王家の護衛の中にも、剣を抜いて国王と正妃に向かう者がいます。
王太子と偽聖女だけでは、ここまでの準備は不可能でしょう。
教会が裏で動いていますね。
「貴男!
国王陛下と正妃殿下を護りなさい!
王家に忠誠を示す好機です!
剣と命を捧げなさい!
ぐずぐずしない!」
雷に打たれたように硬直していた者たちが、私の叱咤激励を受けて、一斉に動き出しました。
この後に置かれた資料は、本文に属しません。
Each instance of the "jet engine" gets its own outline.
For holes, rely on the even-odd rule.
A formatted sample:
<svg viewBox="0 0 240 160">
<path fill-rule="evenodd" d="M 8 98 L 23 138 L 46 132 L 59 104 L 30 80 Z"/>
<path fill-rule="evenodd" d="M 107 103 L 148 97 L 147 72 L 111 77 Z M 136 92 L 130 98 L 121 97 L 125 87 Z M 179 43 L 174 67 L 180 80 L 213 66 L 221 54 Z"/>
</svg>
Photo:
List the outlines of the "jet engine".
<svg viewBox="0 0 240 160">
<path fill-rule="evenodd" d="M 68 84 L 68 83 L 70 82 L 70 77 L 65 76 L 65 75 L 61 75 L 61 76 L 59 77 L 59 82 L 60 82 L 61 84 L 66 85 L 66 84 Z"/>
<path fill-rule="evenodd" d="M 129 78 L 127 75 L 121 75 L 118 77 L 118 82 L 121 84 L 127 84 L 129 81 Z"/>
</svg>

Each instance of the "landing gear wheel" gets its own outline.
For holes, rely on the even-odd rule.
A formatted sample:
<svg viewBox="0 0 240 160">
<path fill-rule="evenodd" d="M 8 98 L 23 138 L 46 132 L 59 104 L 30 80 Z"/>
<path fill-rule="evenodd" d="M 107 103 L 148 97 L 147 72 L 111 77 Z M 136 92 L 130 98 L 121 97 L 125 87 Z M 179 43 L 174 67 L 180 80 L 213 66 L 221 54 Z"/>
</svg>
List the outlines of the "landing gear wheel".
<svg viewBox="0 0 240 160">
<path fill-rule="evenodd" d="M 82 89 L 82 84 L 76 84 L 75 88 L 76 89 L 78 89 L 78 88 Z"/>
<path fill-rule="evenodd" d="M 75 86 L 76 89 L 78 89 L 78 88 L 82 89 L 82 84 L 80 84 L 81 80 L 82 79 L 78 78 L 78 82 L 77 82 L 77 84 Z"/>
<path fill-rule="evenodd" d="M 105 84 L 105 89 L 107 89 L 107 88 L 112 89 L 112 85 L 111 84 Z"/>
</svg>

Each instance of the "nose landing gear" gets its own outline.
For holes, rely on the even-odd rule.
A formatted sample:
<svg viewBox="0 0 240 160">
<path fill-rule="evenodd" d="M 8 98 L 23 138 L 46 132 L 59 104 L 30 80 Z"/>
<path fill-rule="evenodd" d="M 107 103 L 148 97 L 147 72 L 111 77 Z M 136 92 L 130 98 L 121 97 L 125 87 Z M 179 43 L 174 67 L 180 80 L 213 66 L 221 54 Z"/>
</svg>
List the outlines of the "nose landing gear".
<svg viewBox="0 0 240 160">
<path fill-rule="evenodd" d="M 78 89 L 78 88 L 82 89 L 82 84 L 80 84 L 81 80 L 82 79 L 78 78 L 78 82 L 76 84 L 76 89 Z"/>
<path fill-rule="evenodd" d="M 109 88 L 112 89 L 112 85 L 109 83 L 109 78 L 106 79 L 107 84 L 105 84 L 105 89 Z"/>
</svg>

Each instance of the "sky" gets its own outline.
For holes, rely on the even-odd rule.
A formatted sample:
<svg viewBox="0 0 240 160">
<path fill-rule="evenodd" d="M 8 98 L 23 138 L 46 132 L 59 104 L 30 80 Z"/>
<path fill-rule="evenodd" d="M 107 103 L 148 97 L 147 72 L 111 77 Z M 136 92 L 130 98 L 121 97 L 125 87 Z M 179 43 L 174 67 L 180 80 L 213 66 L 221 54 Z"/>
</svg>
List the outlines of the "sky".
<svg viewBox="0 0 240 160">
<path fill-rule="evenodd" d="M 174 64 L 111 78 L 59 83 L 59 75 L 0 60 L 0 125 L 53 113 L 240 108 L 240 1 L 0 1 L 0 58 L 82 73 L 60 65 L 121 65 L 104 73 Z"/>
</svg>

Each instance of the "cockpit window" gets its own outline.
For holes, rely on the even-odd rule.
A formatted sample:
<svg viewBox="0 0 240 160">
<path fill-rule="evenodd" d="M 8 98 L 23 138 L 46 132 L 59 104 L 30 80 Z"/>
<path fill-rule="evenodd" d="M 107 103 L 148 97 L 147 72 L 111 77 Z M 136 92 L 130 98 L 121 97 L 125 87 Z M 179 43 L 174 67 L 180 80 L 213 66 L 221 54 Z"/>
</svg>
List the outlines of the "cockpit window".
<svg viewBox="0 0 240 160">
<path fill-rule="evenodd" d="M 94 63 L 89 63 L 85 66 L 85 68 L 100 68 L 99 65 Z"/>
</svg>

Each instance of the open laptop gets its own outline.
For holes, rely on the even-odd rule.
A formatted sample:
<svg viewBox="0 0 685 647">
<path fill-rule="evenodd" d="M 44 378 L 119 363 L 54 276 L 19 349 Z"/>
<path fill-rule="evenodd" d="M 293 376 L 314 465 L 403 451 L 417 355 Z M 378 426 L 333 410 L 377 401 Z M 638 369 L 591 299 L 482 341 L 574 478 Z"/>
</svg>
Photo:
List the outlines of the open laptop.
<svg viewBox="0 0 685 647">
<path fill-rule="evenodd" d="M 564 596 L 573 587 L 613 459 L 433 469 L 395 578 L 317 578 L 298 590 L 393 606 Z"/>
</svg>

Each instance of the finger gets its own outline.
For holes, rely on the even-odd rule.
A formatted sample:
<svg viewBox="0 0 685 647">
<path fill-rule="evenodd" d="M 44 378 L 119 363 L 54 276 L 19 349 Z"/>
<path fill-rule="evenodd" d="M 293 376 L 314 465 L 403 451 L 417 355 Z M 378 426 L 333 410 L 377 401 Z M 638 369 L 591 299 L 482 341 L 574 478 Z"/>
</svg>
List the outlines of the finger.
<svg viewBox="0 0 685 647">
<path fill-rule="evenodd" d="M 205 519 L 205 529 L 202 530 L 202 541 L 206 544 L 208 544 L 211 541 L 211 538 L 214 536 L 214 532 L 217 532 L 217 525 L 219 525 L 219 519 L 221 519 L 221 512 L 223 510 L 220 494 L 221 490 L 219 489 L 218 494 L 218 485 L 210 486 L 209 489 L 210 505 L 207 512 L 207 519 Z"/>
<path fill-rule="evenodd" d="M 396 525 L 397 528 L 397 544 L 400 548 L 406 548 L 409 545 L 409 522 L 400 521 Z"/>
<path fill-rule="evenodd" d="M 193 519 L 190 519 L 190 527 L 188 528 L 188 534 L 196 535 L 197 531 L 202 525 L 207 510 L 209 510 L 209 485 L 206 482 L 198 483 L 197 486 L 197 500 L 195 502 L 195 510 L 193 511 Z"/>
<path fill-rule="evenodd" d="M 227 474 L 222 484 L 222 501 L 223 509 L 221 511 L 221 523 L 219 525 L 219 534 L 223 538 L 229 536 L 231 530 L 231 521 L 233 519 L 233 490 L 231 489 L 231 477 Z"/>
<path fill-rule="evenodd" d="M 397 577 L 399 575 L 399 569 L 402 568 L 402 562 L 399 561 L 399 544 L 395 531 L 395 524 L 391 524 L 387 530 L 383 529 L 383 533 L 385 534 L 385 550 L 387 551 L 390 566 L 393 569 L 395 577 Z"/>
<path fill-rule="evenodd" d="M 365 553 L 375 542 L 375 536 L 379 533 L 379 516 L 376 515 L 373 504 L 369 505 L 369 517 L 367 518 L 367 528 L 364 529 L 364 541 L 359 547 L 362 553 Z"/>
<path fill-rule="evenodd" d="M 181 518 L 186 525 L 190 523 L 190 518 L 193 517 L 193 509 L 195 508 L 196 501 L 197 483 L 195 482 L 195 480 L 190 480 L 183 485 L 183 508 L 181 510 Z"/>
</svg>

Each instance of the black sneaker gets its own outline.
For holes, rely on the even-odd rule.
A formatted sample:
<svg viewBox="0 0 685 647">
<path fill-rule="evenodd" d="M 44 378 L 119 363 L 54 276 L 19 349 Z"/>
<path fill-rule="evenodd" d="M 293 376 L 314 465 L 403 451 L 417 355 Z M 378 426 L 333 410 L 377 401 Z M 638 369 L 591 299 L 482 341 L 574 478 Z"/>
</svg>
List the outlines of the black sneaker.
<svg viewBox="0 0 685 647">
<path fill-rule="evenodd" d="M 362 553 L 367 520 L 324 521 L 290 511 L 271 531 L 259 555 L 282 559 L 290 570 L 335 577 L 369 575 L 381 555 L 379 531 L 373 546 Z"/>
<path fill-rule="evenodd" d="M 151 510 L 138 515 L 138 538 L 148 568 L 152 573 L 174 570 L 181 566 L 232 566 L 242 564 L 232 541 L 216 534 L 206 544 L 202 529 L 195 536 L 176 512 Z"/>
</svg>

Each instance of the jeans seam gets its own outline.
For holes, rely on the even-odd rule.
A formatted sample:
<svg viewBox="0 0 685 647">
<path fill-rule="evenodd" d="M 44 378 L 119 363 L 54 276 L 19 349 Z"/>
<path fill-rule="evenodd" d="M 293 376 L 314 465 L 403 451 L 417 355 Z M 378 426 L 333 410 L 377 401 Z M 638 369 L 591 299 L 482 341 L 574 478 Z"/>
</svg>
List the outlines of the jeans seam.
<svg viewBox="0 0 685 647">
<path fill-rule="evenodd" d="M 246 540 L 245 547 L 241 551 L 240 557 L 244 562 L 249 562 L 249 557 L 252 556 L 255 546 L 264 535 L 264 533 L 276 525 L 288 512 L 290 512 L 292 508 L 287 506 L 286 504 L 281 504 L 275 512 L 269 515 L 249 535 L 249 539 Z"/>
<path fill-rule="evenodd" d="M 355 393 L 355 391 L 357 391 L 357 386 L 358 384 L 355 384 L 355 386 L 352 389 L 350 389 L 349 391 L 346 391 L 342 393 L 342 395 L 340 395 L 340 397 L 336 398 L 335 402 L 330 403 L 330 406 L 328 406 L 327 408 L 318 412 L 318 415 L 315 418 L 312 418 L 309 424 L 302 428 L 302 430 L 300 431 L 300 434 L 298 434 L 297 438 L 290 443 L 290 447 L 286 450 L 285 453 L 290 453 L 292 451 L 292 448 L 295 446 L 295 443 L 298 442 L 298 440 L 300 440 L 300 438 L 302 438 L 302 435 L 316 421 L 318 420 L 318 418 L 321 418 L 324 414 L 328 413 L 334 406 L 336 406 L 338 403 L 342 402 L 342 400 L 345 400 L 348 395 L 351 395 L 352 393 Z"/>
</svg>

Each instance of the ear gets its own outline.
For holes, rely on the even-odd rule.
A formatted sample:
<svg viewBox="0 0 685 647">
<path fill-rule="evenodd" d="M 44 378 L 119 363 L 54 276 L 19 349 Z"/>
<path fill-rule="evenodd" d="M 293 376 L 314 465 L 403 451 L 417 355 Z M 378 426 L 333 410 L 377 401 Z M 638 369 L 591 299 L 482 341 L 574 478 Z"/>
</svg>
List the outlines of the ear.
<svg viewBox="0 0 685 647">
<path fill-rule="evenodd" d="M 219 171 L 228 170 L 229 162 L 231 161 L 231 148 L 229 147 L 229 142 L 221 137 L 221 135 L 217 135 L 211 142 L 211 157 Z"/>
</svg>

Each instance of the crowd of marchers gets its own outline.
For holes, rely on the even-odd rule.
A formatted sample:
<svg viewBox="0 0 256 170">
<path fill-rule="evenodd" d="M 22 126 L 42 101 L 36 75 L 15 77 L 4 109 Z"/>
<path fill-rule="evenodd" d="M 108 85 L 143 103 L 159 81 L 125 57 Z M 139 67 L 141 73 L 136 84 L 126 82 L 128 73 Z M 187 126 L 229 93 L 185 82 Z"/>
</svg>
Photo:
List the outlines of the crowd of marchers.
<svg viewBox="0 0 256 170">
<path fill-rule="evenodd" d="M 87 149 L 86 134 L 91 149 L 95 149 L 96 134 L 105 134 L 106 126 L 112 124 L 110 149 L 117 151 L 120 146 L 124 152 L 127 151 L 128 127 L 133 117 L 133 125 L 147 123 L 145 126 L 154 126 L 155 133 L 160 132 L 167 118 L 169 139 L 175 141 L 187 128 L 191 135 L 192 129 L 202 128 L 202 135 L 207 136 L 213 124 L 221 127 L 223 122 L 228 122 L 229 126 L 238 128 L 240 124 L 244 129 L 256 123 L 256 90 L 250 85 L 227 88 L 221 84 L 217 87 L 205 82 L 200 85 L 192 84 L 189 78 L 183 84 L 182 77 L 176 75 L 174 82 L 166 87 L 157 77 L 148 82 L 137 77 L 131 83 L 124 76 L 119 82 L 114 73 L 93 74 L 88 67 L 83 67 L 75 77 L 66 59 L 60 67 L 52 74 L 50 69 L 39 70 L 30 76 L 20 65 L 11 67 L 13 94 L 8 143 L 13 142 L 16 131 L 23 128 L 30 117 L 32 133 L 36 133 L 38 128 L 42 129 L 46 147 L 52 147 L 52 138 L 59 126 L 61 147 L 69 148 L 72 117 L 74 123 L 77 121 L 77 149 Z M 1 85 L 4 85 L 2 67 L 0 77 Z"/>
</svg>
他人事と思わないように、皆が自分に言われたと思うように、八方目で騎士や貴族に視線を送ったのです。
本気で武芸に取り組んでいてよかったです。
私のデビュタントが殺し合いの場になるとは、想像できませんでした。
まあ、想像出来る人間なんて、悪事を企んだ当人たちだけでしょう。
しかし、これで私の名が歴史書に残る事になるのでしょうね。
王太子が勝っても負けても、王太子は婚約者のデビュタントで婚約破棄を宣言し、教会の力を借りて聖女と共に謀叛を起こしたと。
でも王太子に勝たせる訳にはいきません。
勝つのは私です。
ホワイト侯爵家が勝つのです。
ああ、ああ、ああ。
ホールが血まみれです。
掃除が大変ですが、仕方ありません。
その分見返りをもらわないといけません。
予想通り、国王派と王太子派は拮抗しています。
王太子派は、準備万端整えていたので武装していますが、人数が少ないです。
国王派は、武装している者は少ないですが、私の檄で多くの貴族が参加しています。
「私の事はいいから、王太子と偽聖女を捕らえなさい」
「承りました」
功名はホワイト侯爵家のものです。
事が起こってから、直ぐに私の周りに集まった護衛が、一斉に動きました。
皆一騎当千の騎士たちです。
執事や給仕の服装をしていますが、本職が騎士の者や騎士見習いの従騎士です。
ホワイト侯爵家は武を尊ぶ家柄なのです。
瞬く間に、王太子と偽聖女が捕縛されました。
殺すには及びません。
いえ、殺してしまっては、ホワイト侯爵家が手を汚すことになってしまいます。
王太子の不始末は、王家に取って頂かなければいけません。
婚約破棄の賠償金と、謀叛人捕縛の功名、どちらの褒美もたっぷりいただきます。
当然今までの貸金も全て強制回収させていただきます。
どうなされるおつもりですか?
国王陛下。
王妃殿下。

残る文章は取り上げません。